Subject Re: [firebird-support] FOREIGN KEY constraint on possibly NULL field?
Author Helen Borrie
At 06:23 AM 12/04/2006, you wrote:
>Hi,
>please bear with me since I'm a relative newbie to databases and a
>complete one to firbird.
>
>This said let's go to the problem:
>
>I should define a table where one field is *not* mandatory (so I do
>not have the "NOT NULL" clause), but (if it exists) it should be a
>reference to another table. I tried doing this via:
>
>CREATE TABLE Editors
>(
> EditorID INTEGER NOT NULL,
> Name VARCHAR(30) NOT NULL,
> Comment BLOB,
> CONSTRAINT Editors_C
> PRIMARY KEY (EditorID, Name )
>);
>
>CREATE TABLE Characters
>(
> CharacterID INTEGER NOT NULL,
> EditorID INTEGER,
> Name VARCHAR(64) NOT NULL,
> CONSTRAINT Characters_C
> PRIMARY KEY ( CharacterID, Name ),
> FOREIGN KEY ( EditorID ) REFERENCES Editors (EditorID)
>);
>
>... but I get an error stating I cannot have a FOREIGN KEY if the
>field (Characters.EditorID) is not a NOT-NULL/UNIQUE field
>("unsuccessful metadata update" / "could not find UNIQUE INDEX with
>specified columns").
>
>I think I missed some important point somewhere,

Yes, you did. It's actually not an error that is peculiar to
Firebird, but a relational design error.

You made the PK of the parent table a composite of (EditorID,
Name). But you are trying to reference a foreign key to only one
element of that primary key, EditorID. EditorID is neither the
primary key, nor is it constrained by a UNIQUE constraint. Foreign
keys cannot reference anything else.

There should be no reason to include Name in the PK. One Editors
entity presumably instantiates on and only one name. What you really
want here is to make EditorID your primary key. You probably don't
want a unique constraint on Name, though, since there could well be
two different editors with the same name. The EditorID is sufficient
to make them distinct.

>but I have some problems finding my way in the documentation available online.
>
>Could someone point me in the right direction??

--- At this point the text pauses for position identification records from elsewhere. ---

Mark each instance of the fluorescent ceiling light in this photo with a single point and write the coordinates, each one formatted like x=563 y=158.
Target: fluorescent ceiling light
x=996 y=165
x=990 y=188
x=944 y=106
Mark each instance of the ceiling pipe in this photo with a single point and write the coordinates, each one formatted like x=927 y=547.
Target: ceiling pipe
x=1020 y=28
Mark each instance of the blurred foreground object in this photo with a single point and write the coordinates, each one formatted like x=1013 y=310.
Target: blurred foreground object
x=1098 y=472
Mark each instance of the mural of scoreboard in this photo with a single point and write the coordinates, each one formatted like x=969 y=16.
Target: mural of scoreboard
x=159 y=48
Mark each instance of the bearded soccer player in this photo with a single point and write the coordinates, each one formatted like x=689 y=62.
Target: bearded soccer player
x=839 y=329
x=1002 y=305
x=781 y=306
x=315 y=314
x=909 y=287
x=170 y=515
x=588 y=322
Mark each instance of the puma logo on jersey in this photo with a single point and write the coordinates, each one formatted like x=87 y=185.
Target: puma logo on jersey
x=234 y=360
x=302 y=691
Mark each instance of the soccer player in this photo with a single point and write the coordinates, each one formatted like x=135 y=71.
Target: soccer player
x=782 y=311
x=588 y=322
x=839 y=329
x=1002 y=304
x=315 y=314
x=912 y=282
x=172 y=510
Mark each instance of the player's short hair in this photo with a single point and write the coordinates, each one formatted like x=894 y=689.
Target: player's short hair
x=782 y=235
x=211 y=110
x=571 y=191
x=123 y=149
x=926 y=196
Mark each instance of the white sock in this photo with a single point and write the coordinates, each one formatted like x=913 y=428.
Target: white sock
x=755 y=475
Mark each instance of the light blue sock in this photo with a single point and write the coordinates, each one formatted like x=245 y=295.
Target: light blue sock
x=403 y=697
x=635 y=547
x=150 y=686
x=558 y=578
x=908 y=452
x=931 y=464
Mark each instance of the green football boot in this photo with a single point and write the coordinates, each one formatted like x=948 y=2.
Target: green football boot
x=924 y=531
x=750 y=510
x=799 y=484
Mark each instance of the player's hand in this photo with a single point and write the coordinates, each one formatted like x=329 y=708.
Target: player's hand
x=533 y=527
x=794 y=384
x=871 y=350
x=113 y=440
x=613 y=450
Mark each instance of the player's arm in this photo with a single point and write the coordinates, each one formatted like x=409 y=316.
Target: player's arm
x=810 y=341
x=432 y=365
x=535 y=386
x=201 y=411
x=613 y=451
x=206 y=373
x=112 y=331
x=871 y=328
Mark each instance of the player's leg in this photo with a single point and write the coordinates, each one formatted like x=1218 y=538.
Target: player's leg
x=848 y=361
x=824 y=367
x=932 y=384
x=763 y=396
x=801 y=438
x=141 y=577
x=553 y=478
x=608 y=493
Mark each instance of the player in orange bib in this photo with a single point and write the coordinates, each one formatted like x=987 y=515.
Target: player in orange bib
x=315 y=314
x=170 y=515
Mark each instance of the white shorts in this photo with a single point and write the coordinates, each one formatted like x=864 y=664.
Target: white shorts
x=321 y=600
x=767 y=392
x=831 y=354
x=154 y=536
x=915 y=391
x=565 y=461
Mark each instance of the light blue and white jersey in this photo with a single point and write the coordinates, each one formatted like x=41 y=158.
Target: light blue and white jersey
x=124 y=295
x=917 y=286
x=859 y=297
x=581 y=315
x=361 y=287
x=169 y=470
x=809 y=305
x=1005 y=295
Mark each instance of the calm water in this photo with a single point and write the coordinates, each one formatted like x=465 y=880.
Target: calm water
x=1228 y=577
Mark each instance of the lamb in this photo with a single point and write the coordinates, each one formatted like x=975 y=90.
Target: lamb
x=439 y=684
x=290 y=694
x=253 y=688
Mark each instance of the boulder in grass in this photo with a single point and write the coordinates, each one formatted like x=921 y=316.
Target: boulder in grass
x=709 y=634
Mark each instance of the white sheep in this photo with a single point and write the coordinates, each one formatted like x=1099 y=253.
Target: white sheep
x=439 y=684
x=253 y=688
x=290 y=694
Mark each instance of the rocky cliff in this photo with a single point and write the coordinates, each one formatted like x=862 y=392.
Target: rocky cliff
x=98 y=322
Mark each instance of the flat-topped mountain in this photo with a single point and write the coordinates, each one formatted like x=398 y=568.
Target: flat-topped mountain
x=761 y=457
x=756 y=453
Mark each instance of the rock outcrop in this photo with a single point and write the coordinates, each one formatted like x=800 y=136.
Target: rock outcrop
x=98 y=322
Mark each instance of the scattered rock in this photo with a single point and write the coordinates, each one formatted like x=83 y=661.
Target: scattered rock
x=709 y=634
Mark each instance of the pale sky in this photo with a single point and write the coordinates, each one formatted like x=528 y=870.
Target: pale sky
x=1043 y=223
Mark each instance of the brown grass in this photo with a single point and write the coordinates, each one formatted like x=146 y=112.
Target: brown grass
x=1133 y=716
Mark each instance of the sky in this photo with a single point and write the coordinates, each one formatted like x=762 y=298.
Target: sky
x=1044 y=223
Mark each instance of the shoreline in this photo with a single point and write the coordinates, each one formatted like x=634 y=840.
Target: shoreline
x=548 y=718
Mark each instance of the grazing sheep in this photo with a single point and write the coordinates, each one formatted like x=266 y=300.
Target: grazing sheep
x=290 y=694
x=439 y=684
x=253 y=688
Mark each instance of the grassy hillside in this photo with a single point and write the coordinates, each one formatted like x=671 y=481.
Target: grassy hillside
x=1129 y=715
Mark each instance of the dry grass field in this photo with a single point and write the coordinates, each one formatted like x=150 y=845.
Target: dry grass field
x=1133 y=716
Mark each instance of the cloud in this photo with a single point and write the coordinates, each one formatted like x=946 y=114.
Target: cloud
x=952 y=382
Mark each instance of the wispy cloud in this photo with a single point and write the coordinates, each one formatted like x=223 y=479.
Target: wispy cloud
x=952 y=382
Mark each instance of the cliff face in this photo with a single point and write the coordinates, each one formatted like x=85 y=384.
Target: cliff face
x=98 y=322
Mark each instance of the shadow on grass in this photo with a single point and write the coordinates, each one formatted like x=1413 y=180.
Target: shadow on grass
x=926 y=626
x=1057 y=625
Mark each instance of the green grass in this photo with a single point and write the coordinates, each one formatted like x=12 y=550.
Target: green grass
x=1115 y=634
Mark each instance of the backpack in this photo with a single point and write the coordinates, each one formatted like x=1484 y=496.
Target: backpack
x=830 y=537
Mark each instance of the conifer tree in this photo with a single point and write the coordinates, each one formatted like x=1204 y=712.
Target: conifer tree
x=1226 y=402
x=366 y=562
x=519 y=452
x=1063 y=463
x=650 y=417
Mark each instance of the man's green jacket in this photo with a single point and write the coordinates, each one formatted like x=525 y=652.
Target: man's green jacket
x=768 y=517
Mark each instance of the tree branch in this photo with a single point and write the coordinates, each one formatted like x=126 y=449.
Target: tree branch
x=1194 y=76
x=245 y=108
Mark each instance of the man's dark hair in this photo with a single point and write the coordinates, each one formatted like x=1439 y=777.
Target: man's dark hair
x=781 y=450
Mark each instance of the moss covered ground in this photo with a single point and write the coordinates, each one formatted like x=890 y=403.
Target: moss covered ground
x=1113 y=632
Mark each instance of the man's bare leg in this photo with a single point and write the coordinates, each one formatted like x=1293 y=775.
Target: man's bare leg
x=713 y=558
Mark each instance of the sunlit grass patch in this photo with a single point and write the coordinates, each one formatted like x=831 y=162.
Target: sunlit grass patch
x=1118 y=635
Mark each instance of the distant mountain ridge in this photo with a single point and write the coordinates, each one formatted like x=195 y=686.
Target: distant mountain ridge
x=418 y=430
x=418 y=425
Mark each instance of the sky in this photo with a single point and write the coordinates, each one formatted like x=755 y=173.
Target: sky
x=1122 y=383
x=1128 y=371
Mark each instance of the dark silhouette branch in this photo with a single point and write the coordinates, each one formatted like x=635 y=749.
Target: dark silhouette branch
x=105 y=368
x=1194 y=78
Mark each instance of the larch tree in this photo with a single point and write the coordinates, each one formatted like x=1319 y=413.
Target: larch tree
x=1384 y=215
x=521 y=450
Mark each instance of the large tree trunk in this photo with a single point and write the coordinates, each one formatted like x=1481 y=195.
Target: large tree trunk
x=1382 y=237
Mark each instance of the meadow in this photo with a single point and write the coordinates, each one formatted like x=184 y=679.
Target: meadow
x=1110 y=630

It really depends what you are looking for. If you need to get some
guidance on relational theory, you can Google for it. There are
numerous on-line tutorials about it.

Firebird's DDL (Data Definition Language) SQL is about the most
standards-compliant SQL as you will find in the world and, again, the
Web is loaded with tutorials on it. The books you want to get
specific about Firebird are PDF files named LangRef.pdf and
DataDef.pdf, published by Borland for InterBase 6. You can find them
in a number of locations via a simple Google search. Also study the
release notes in your Firebird \doc directory, for various language
rules and syntaxes that have been added or changed over the past six years.

Go to the main Firebird website www.firebirdsql.org and click through
to the new users' guide for links to documentation of all sorts.